While much depends on what is being sent down the drain, there are preventative measures that can be taken for keeping drain lines clear.


Sink Basins - Tubs - Showers

It's surprising how many basins are without screens for filtering the wastewater. The kitchen sink should have a strainer basket. Some now do simply turn loose to function as a strainer while turning it tighter serves to stop, for filling the sink. The sink that is without one however has the option of an adaptable generic model - although the best bet could be removing and replacing the entire threaded portion with a sink drain wrench and plumbers putty. A leaking one might be removed and inspected, before reseating with new putty.

Grease and food waste should never be put down the drain, regardless of its type. Just as the garbage disposal should never be subject to egg shells.

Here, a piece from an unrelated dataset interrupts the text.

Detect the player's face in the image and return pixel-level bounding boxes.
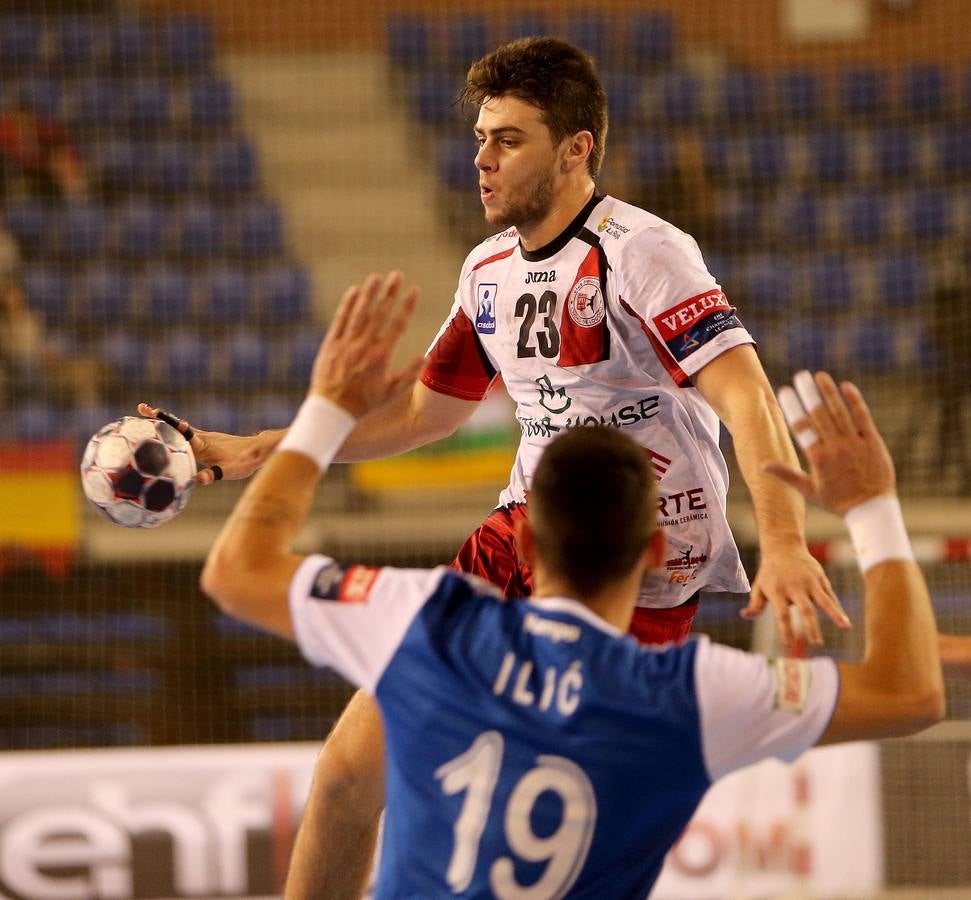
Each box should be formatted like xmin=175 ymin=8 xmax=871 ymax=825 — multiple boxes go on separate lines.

Bathroom sinks - have drain plungers that are not connected. Simply pull them out and clean of any hair and gunk. Drain swivel-pivots have to be disassembled from underneath and reset. Amazingly, soap is but one cause that contributes to plugging. The drain trap below should be pulled apart every so often and cleaned - this can be done with a bucket and a pair of channel locks (or loosening and tightening by hand).

Tubs and showers no longer seem to have internal drain screens that actually catch the hair. The options now are; the holed-cover that is screwed on, the plunger-style stops, and the aftermarket fine mesh drop-in-screens that do move about. Meaning that the only real choices now are to towel down the tub when done. And to use your own tool for the cleaning of tub drains.

Tip: tubs and showers on slab normally back up more quickly than on joist framing.

Pouring Hot Water

One cheap, simple and safe way to clean drains is by pouring hot water down them and doing this dissolves areas that are building up.

Chemical Cleaners

There are cleaners that claim to prevent clogging when used routinely, and some even for "hair clogs". The cleaners are more of a preventative measure, however, some do claim to clear up clogs that cause standing water.

These cleaners must be compatible with all the drain piping throughout like pvc, abs (plastic), pex, brass, copper or steel, and cast iron. Some pipes and fittings are more susceptible to corrosion than others. Some of the cleaners do contain acid, and lye. Always be sure of the cleaner if you are on a septic.

Acceptable liquid wastes should be diluted down the drain, and only those types safe for septics.